Ces articles de la rubrique « Ailleurs sur le web » sont publiés à titre d'information et n'engagent pas la Tendance CLAIRE.
http://www.contretemps.eu/lectures/sur-tyrannie-valeur
Cette lecture de l'ouvrage dirigé par Eric Martin et Maxime Ouellet La tyrannie de la valeur. Débats pour le renouvellement de la théorie critique (Ecosociété, Montréal, Québec, 2014, 277 p., 19€) présente les différentes contributions à un effort collectif visant à établir une refondation complète de la théorie critique à partir d’une analyse radicale de la valeur comme médiation centrale de la société capitaliste. On rejoint par là des enjeux dont des publications précédentes se sont faites l'écho, à l'occasion notamment d'un dialogue entre Antoine Artous et Jean-Marie Harribey.

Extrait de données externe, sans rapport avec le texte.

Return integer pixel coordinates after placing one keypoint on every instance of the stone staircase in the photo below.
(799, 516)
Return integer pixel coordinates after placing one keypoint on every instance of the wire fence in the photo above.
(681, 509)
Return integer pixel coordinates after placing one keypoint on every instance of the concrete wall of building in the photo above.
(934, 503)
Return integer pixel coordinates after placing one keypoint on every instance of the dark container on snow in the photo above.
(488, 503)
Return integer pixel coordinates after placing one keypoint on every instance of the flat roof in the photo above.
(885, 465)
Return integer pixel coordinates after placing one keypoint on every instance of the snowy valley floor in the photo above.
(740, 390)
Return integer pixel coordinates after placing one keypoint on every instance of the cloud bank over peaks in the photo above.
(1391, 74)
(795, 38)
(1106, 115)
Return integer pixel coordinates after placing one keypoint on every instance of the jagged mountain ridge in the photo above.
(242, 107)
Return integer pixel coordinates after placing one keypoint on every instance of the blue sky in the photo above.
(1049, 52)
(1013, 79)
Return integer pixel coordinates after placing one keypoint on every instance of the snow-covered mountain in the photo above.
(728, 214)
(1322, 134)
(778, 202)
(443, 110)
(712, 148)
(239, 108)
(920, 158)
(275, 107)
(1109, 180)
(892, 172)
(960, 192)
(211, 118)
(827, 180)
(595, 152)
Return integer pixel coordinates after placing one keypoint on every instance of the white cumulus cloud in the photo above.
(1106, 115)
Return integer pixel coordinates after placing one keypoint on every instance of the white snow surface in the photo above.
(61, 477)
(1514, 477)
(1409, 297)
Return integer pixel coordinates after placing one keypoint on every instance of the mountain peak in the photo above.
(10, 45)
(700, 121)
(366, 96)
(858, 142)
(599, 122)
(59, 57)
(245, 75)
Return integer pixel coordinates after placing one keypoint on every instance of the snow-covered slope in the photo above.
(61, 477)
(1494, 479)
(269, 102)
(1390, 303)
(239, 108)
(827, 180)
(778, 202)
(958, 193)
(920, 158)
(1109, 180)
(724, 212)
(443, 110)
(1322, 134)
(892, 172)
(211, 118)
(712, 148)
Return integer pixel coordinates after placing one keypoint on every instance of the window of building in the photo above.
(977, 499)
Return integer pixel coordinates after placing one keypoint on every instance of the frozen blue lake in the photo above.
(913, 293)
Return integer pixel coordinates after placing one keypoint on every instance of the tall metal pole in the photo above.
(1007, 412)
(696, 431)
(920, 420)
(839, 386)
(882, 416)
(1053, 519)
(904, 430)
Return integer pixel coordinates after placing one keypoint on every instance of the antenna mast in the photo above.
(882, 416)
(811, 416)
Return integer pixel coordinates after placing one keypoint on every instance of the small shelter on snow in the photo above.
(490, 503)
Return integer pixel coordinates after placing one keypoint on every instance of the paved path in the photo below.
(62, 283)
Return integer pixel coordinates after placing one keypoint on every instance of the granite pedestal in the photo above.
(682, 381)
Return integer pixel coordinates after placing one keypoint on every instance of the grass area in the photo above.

Les onze auteurs de cet ouvrage dirigé par Eric Martin et Maxime Ouellet proposent de faire le point sur une refondation complète de la théorie critique à partir d’une analyse radicale de la valeur comme médiation centrale de la société capitaliste. L’enjeu n’est rien de moins que de poser les bases d’un dépassement de la question de la recherche du sujet de l’émancipation, tout en proposant une vision réellement articulée des différentes oppressions et exploitations. Les questions stratégiques qui découlent de cette réflexion théorique ne sont pas éludées : comment éviter les écueils de l’économicisme – la revendication d’une meilleure répartition du revenu nous enferme dans la logique capitaliste de la valeur – sans tomber dans une posture pessimiste de critique de la critique ? Quelques pistes sont proposées au fil du livre, composé d’une introduction des deux directeurs suivie de 9 chapitres.
La tyrannie de la valeur s’empare de trois nouvelles approches théoriques contemporaines et propose de les faire converger. Les travaux de Moishe Postone, en particulier Temps, travail et domination sociale, écrit en 1993 et la sociologie dialectique de Michel Freitag produite tout au long des années 1980, 1990 et 2000 sont rapprochées de la relecture de Marx centrée sur la critique de la valeur (Wertkritik) entreprise par le groupe Krisis à partir de la fin des années 1980. Dans le premier chapitre, Anselm Jappe revient sur les apports du principal auteur de ce courant, Robert Kurz. On retrouve chez ce dernier une critique du marxisme orthodoxe et du mouvement ouvrier, critique commune aux trois courants qui nous intéressent : la lutte des classes est « un conflit à l’intérieur du rapport capitaliste », si bien que « les sujets collectifs, comme les classes, ne sont pas les acteurs de l’histoire mais ils sont eux-mêmes constitués, et ensuite dissous, par le mouvement de la valeur » (p. 55).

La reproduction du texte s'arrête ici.